Fig.1 The structure of a deep neural network, which consists of the target label Y, input layer X, hidden layers h1,…,hm and the final prediction Ŷ . (Image source: Tishby and Zaslavsky, 2015)
Information theory helps us to peek into the back box of deep learning. The training data contains sampled observations from the joint distribution of X and Y. The input variable X and weights of hidden layers are all high-dimensional random variables. The ground truth target Y and the predicted value Ŷ are random variables of smaller dimensions in the classification settings. If we label the hidden layers of a DNN as h1, h2,…, hm as showcased in the figure above, we can view each layer as one state of a Markov Chain: hi→hi+1
A Deep Neural Network is designed to learn how to describe X to predict Y and eventually, to compress X to only hold the information related to Y. Tishby describes this process as “successive refinement of relevant information”.
The information plane theorem put forward, frames each layer by its encoder and decoder information. The encoder is a representation of the input data X, while the decoder translates the information in the current layer to the target output Y.
Deep Learning As An Information Bottleneck Procedure
In 2015, Tishby and his students presented an hypothesis that deep learning is an information bottleneck procedure. The procedure compresses input data while retaining as much information as possible. Newer research now digs deeper into this hypothesis. As a part of this, the researchers used a neural network to recognise dogs. And they then investigated what how the network behaves with 3,000 sample input data points.
They then observed how much information each layer of the neural network retained and how much of it is related to the output label. The researchers observed that the networks converged to the information bottleneck theoretical bound. The information bottleneck theoretical bound is a very rare deep learning theoretical limit described in Tishby’s original paper. This suggests the limit or the best case of the neural network extracting all the relevant information.

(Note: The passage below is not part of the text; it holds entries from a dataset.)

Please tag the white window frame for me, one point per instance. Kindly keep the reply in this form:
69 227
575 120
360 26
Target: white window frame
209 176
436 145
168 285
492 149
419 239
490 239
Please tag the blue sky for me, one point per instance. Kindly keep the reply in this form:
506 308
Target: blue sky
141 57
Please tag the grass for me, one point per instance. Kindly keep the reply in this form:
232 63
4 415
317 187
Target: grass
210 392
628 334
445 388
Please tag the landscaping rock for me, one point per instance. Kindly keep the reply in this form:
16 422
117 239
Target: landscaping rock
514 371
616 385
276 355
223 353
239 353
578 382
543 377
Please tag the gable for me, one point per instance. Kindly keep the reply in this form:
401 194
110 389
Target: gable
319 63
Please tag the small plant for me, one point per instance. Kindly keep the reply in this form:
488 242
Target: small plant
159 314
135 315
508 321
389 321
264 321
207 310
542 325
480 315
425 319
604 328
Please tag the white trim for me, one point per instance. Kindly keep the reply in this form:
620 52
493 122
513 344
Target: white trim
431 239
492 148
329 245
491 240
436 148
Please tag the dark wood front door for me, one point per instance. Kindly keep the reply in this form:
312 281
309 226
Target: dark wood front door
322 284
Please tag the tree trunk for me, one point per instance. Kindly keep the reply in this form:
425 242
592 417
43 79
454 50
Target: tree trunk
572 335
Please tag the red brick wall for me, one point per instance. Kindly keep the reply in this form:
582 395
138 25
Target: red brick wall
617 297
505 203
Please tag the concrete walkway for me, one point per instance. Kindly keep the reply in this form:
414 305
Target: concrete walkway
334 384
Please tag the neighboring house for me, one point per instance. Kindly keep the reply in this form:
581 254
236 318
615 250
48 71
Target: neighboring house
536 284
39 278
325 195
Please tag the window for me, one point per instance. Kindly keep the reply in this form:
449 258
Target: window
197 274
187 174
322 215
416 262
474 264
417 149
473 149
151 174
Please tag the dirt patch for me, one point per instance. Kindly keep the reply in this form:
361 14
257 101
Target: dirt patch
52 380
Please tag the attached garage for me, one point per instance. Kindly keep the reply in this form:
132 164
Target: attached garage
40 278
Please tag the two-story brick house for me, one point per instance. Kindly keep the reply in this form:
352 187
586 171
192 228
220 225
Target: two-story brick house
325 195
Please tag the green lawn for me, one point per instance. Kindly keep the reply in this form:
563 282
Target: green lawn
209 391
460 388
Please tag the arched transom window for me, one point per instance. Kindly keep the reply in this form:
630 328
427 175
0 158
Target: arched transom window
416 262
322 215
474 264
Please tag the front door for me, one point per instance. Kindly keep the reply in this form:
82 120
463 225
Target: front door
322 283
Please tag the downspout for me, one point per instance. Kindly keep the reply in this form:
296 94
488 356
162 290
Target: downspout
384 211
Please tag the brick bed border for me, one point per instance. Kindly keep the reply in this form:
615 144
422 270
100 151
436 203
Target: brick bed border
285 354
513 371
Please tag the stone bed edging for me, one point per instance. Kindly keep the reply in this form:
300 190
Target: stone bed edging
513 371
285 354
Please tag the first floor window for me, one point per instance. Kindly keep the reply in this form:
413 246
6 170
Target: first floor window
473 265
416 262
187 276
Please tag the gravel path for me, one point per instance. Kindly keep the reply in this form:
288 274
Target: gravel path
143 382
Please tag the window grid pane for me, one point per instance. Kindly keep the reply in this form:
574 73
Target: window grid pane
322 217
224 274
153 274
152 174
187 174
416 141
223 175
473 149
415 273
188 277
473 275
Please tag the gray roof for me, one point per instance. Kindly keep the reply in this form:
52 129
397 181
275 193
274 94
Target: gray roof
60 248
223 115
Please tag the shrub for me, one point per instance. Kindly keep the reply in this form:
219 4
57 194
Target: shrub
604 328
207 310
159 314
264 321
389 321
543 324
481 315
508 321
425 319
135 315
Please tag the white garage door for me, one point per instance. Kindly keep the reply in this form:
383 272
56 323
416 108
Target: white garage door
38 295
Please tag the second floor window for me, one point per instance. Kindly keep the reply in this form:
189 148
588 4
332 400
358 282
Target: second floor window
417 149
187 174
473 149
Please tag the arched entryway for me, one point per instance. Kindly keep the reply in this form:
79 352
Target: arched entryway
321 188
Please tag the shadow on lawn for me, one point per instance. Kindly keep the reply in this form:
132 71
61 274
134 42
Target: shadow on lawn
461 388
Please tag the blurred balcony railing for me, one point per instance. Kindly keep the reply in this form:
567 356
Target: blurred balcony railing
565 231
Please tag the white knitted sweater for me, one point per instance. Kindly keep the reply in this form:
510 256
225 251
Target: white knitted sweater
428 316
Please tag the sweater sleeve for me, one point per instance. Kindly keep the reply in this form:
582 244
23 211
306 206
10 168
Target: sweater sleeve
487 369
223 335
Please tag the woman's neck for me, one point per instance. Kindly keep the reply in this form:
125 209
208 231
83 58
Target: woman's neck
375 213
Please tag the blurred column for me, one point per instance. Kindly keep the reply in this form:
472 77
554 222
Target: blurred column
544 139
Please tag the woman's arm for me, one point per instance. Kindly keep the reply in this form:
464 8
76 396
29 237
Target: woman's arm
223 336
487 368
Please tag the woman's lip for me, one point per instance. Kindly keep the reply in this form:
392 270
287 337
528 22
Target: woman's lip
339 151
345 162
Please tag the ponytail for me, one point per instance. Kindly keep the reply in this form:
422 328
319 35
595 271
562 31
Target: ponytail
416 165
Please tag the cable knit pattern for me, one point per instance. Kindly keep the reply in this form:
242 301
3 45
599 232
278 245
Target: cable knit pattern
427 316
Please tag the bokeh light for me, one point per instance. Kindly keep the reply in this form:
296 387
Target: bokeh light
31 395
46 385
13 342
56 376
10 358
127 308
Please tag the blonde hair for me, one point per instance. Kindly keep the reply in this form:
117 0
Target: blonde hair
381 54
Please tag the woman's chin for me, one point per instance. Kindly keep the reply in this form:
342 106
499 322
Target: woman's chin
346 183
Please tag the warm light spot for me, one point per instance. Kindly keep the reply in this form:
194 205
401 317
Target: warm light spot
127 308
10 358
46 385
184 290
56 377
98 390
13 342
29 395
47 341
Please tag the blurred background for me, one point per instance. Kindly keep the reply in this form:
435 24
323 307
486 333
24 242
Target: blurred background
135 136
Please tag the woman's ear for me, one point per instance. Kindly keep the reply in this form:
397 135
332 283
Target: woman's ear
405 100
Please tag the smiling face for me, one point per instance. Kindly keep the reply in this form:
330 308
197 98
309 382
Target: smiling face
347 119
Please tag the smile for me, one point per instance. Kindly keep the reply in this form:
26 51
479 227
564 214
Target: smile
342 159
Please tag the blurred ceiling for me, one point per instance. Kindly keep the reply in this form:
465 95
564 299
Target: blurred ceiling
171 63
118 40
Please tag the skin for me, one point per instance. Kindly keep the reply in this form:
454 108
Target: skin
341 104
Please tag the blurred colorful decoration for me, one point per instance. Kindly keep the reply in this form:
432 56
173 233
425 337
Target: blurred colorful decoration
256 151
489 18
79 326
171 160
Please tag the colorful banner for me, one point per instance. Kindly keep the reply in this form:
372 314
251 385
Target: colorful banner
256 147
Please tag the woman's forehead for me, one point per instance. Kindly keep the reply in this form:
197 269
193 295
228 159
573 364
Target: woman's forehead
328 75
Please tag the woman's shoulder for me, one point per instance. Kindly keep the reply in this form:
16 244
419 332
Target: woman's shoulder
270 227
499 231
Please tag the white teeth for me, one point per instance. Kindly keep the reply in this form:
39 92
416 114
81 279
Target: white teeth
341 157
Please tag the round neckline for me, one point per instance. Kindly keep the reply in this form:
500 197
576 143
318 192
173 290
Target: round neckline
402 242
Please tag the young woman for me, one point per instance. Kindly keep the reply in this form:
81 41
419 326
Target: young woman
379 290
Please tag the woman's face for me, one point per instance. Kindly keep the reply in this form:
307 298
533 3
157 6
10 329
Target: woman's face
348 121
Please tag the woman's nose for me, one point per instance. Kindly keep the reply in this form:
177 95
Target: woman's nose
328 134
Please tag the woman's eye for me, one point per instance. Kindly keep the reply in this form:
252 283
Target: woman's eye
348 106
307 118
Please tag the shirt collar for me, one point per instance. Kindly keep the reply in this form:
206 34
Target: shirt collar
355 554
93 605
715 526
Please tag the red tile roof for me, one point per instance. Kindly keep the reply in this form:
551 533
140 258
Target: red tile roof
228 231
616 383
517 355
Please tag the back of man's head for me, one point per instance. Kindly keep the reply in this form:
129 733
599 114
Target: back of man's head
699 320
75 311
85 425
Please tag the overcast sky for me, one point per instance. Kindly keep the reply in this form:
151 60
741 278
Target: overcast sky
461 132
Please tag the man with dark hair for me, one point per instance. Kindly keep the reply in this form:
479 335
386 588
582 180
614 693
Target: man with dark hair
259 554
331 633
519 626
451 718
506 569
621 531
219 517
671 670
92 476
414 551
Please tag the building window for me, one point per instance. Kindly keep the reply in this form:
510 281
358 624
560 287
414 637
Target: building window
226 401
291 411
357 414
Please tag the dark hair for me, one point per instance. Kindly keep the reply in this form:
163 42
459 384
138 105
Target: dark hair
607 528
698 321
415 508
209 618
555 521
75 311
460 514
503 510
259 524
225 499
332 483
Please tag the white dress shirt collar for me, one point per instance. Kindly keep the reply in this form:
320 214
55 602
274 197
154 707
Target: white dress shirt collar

The idea is that neural networks compress the input data as much as possible without losing the generalisation ability. This discovery also puts a spotlight on the peculiarity of the training phases of large neural networks. The researchers discovered that deep learning happens in two phases — a short fitting phase, where the network learns to predict the labels, and a longer compression phase where the network works to better its generalisation capabilities.
Learning Is Forgetting
Deep learning was imagined by early AI pioneers as a way to replicate the workings of the human brain. But since the early days of deep learning, the research has swayed away from the biological plausibility of the models. More and more emphasis has been laid to how the models work on real-world tasks. But it still remains to be seen how much of the studies in neuroscience can be translated into advances in the deep learning models.
But Tishby strongly believes that his ideas will be useful both in, neuroscience and the machine learning communities. He proudly says, “The most important part of learning is actually forgetting.” This is quite appropriate since his ideas suggest that leaving some details behind can help us build models which learn better.